Do you have a partner who snores? Consider wearing earplugs.
Cut down on your caffeine intake, especially in the afternoon.
Avoid eating heavy meals late at night.
Cut down on your alcohol consumption; wine consumed six hours before bedtime can disrupt the second part of sleep and keep you awake part of the night. The metabolism of alcohol creates chemicals that are responsible for this disruption. Alcohol also decreases the quality of the remaining sleep.
Turn off your screens (TV, computer, and smartphone) an hour or two before you go to bed, and practice a pre-sleep relaxation routine that works for you.

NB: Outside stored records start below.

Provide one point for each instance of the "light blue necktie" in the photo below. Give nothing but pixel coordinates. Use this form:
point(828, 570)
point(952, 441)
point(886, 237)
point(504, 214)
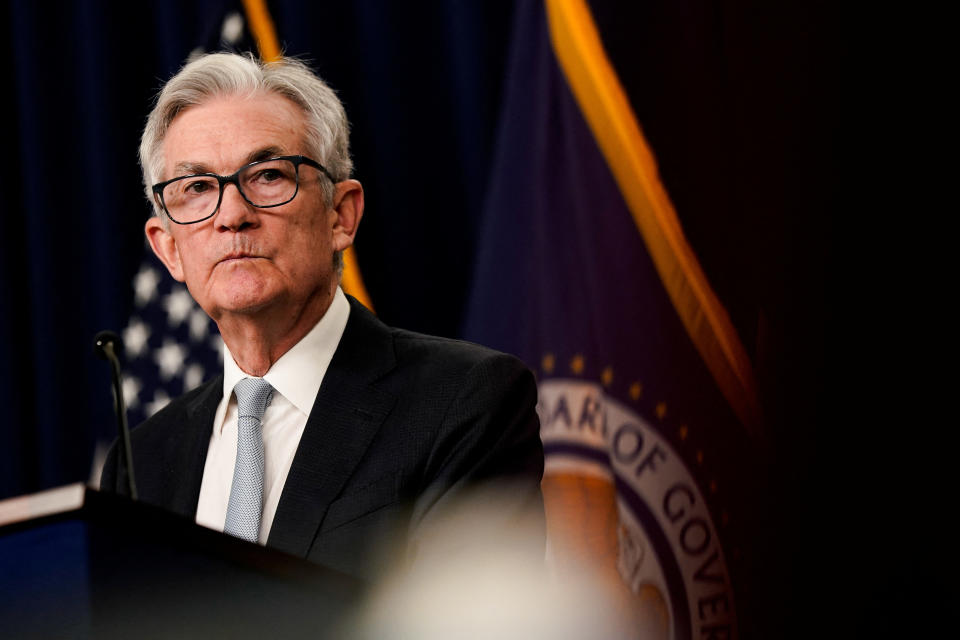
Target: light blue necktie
point(246, 494)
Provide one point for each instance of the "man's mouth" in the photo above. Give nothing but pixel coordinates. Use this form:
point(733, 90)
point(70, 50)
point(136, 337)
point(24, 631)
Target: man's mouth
point(236, 257)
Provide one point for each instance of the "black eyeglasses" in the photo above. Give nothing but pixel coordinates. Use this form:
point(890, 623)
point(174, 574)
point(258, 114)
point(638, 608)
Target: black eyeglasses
point(264, 184)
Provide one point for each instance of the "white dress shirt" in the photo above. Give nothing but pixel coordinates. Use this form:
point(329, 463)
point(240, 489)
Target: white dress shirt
point(296, 379)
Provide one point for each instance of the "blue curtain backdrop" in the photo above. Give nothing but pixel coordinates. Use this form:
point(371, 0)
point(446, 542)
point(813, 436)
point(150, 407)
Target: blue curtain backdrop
point(740, 101)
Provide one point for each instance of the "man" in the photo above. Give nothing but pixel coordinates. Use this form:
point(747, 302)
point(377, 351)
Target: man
point(328, 432)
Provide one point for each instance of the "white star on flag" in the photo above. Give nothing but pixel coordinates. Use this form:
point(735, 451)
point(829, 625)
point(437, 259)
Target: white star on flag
point(135, 337)
point(131, 392)
point(178, 304)
point(145, 285)
point(199, 324)
point(170, 358)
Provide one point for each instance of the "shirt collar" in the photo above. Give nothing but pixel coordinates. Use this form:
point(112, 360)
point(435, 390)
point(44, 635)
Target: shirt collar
point(298, 373)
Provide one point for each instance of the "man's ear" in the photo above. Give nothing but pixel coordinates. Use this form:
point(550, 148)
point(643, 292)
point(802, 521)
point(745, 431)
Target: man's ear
point(164, 246)
point(348, 207)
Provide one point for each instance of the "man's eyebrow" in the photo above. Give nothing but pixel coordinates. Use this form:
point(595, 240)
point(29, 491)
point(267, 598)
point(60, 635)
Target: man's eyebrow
point(190, 168)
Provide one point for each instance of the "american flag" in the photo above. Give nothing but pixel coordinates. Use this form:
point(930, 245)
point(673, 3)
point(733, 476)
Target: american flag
point(170, 344)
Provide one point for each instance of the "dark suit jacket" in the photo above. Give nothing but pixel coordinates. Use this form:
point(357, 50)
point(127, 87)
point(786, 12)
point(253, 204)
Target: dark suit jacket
point(402, 426)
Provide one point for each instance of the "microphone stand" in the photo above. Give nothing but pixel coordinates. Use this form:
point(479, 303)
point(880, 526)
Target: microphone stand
point(103, 346)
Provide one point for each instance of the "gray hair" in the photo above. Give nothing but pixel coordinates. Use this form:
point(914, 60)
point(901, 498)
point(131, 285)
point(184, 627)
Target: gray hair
point(228, 74)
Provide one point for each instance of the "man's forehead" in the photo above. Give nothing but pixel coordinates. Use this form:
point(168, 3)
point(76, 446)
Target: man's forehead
point(230, 131)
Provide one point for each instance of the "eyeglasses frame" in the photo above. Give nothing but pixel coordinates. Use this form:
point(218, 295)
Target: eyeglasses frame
point(234, 179)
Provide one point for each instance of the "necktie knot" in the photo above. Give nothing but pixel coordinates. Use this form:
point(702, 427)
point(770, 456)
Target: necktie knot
point(253, 397)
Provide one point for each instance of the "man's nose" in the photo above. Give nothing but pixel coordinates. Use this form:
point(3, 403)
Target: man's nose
point(235, 213)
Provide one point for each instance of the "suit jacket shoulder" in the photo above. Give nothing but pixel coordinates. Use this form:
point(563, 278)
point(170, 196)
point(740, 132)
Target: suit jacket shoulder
point(169, 451)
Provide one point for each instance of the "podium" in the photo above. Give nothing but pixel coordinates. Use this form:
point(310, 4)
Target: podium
point(113, 568)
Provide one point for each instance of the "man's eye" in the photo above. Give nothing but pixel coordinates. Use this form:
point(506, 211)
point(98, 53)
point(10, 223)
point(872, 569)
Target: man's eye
point(268, 175)
point(196, 187)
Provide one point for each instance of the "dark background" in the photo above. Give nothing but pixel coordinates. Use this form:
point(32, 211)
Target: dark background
point(752, 110)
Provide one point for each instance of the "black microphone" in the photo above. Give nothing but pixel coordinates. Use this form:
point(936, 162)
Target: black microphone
point(105, 345)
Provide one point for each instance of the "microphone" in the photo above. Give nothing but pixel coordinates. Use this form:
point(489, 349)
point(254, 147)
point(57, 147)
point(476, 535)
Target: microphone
point(105, 345)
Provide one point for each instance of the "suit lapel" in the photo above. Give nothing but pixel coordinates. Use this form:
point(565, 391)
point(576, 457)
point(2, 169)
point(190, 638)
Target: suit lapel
point(187, 453)
point(346, 416)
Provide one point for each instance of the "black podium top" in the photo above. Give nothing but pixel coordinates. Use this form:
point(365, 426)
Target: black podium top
point(118, 569)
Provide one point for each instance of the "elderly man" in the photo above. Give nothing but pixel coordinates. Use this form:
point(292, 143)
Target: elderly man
point(328, 433)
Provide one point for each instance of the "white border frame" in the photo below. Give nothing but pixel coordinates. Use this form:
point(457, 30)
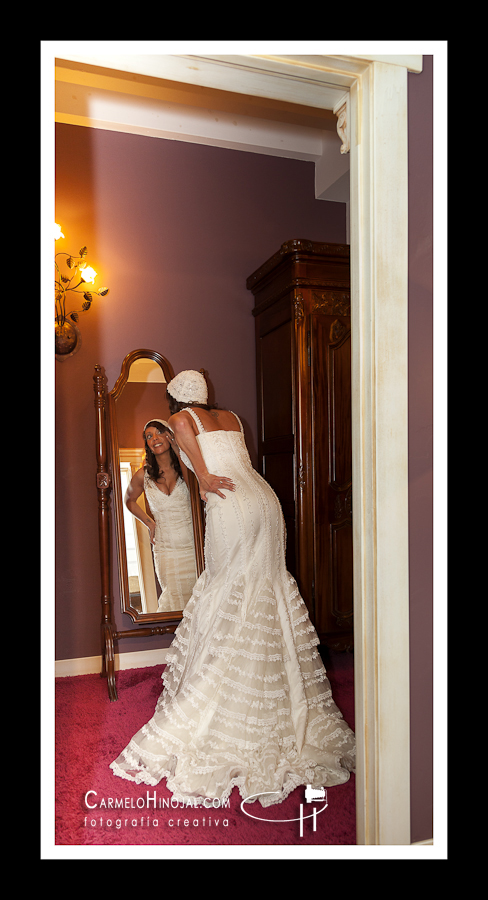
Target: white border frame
point(377, 88)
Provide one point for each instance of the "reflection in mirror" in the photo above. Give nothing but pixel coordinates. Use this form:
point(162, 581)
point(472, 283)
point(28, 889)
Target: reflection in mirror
point(157, 579)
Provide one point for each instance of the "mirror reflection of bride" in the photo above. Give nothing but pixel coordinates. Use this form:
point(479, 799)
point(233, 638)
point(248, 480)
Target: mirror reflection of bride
point(170, 524)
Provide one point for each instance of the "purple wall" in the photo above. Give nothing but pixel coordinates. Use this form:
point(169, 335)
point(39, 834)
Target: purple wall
point(175, 229)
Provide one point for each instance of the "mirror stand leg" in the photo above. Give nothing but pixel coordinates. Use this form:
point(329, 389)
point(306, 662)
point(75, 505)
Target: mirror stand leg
point(108, 661)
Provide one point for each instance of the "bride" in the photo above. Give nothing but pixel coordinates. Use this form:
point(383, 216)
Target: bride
point(246, 700)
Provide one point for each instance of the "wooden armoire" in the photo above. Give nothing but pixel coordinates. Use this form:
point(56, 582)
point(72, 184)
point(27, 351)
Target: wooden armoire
point(303, 356)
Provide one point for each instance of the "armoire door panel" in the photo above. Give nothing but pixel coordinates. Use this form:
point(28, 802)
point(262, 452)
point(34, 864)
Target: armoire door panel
point(303, 366)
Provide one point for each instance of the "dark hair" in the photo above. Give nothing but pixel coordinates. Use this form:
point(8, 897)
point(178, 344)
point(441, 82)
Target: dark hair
point(151, 462)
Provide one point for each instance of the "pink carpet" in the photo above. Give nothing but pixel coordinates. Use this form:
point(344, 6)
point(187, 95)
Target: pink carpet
point(91, 731)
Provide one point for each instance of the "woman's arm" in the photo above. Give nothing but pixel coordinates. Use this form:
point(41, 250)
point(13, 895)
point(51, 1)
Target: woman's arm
point(182, 425)
point(132, 494)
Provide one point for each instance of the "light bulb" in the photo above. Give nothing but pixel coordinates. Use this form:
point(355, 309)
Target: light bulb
point(88, 274)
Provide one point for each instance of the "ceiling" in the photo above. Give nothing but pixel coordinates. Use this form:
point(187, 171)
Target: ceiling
point(141, 96)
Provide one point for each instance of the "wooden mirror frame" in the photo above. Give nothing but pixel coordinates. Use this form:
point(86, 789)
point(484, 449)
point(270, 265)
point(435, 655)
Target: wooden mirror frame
point(108, 483)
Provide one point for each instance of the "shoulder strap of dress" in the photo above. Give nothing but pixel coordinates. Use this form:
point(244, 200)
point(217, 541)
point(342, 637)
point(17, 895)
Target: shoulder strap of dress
point(238, 419)
point(195, 417)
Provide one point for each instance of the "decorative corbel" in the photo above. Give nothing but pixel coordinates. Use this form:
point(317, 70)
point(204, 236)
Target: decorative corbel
point(341, 110)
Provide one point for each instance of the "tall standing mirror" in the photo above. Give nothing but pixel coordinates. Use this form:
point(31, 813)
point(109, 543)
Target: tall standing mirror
point(155, 581)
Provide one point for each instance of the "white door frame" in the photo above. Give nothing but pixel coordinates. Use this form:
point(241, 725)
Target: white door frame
point(374, 92)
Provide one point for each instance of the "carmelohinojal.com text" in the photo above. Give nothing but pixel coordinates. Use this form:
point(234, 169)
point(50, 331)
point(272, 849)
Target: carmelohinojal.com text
point(114, 807)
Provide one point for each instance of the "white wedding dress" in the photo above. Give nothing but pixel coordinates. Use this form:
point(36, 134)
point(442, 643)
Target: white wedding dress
point(246, 700)
point(174, 545)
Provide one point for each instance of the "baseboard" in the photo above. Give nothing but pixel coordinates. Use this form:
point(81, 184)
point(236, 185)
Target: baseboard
point(91, 665)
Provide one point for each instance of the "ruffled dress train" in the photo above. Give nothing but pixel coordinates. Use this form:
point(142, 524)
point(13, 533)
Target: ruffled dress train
point(246, 700)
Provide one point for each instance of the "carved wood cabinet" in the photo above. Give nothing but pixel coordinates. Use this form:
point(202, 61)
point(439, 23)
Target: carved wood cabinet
point(303, 358)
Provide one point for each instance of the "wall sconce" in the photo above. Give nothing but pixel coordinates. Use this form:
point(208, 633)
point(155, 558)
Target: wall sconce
point(67, 333)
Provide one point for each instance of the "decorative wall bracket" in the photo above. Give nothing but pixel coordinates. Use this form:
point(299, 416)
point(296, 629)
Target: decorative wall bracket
point(341, 110)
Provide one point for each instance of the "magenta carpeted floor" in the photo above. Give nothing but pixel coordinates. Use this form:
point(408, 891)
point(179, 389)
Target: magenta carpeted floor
point(95, 807)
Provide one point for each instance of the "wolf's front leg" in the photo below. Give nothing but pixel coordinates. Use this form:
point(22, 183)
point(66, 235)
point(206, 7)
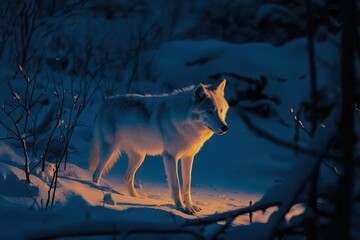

Immediately list the things you want to do the next day to stop thinking about them in bed.
Practice yoga, meditation, or controlled breathing to calm yourself down before going to bed.
Make sure your phone is in night mode if it goes through the door frame.
Consider putting cool sheets and pillows in the bed and wearing a light nightgown.
Non-prescription products, such as valerian and St. John’s Wort, are also treatment options. Cognitive-behavioral therapy can also help.
If you are still having trouble sleeping, see a doctor to make sure you don’t have another disorder like sleep apnea, reflux, restless leg syndrome, and advice on what to do next. Precise treatments. Your doctor may tell you about treatment options, including hormone treatments that effectively improve the quality of sleep. Medicines for sleeping should be taken with caution.
They were designed for occasional, not chronic, insomnia.